(1) The action mechanism of the application of water retention agent in meat products
As a kind of weak acid with high ionic strength, phosphate can increase the pH value and ionic strength of meat products, making it higher than the isoelectric point PI of protein, which is conducive to myofibrin (mainly including myosin and actin, etc.), especially the dissolution of myosin, so as to improve the water retention of meat.
Phosphate can chelate divalent calcium ions, make the muscle fiber structure in the meat tend to be loose, soluble in more water, reduce the loss of raw juice during processing, increase water retention.
In addition, phosphate can also make protein polymers disappear and latex distribution more uniform, complexing of the iron ions in the meat and then inhibit the oxidation to reduce the smell of meat, meat quality and flavor improved.
(2) The action mechanism of the application of water retention agent in dairy products
Similar to its application in meat products, as a weak acid with high ionic strength, adding it into dairy products can play a buffering and pH stabilizing role and improve ionic strength.The increase of pH causes the pH of the solution to deviate from the isoelectric point PI of the protein. On the one hand, it increases the interaction between the protein and water molecules.On the other hand, it repels protein chains, makes more water soluble, increases water retention and emulsification, and at the same time adjusts the ph of the solution to stabilize the acidity of the solution.The appropriate increase of ionic strength can lead to salt dissolution and increase the solubility of protein.Its anion effect can make the hydrosol of protein form a kind of film on the fat ball, so that the fat can disperse in the water more effectively, effectively prevent the separation of casein from fat and water, stabilize the emulsification system, and enhance the ability of casein to bind water.

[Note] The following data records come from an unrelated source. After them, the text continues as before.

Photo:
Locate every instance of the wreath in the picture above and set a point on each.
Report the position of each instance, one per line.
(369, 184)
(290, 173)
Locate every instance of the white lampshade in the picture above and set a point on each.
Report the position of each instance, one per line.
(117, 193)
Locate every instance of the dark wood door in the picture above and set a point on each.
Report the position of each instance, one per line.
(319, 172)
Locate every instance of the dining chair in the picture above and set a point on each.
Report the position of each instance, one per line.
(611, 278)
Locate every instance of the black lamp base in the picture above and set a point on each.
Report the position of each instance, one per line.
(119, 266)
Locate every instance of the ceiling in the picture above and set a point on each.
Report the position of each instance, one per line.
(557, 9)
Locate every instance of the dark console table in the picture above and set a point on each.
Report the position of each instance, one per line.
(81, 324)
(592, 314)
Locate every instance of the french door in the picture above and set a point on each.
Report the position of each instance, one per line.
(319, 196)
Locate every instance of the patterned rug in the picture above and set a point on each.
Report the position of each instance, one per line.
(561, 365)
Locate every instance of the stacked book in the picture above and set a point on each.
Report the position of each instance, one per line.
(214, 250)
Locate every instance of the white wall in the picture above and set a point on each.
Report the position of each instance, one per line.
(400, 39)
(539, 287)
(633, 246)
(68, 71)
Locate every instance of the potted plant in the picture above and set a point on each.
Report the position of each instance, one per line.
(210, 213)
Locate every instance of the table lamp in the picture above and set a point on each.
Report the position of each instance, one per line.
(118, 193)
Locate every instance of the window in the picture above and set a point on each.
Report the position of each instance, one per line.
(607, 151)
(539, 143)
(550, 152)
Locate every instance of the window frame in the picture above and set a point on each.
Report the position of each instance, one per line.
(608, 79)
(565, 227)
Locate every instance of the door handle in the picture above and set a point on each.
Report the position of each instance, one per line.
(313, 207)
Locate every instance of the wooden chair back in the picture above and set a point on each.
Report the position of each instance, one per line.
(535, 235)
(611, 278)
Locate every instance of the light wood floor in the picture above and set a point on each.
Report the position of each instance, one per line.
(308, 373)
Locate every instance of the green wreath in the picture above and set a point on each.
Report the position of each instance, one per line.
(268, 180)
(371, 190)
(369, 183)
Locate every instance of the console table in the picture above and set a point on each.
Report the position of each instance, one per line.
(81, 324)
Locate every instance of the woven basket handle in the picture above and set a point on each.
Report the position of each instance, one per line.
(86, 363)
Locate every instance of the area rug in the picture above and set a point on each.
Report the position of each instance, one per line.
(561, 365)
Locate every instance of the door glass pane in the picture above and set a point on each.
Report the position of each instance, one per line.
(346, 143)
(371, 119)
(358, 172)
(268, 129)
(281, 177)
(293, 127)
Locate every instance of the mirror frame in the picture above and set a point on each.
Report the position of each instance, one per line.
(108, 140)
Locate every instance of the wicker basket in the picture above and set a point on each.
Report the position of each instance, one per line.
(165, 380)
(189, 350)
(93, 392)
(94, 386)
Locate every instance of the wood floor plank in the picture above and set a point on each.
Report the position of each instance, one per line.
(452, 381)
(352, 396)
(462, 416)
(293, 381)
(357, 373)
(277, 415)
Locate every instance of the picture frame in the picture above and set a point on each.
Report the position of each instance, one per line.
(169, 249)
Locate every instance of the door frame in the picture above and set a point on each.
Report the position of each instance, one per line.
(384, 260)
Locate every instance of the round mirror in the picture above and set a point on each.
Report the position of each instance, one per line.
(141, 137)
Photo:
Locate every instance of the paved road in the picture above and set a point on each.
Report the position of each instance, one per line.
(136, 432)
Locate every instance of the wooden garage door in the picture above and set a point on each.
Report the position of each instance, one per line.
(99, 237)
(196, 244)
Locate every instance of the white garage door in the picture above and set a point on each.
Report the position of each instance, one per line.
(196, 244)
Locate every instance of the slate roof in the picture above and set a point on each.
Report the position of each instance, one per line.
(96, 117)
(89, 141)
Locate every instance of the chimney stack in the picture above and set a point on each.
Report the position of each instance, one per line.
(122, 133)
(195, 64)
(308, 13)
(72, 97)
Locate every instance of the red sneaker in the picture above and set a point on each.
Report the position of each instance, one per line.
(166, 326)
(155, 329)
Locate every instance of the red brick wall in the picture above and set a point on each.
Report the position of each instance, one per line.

(3) The application mechanism of water retention agent in starchy foods such as bread
During the cooling and storage of starchy foods such as bread and steamed bread, part of the water will be squeezed out of the food, resulting in the phenomenon of aging away from the water, sometimes called dehydration and shrinkage. As a result, starchy foods such as steamed bread will become hard and deteriorate in taste.Therefore, water retention agents were added to improve the water retention of starch foods.The mechanism may be as follows: as the weak phosphate with high ionic strength ACTS on the gluten protein, which increases the hydration of the protein;Nonphosphate water retention agents are added to the expanded starch granules, increasing their ability to bind to water.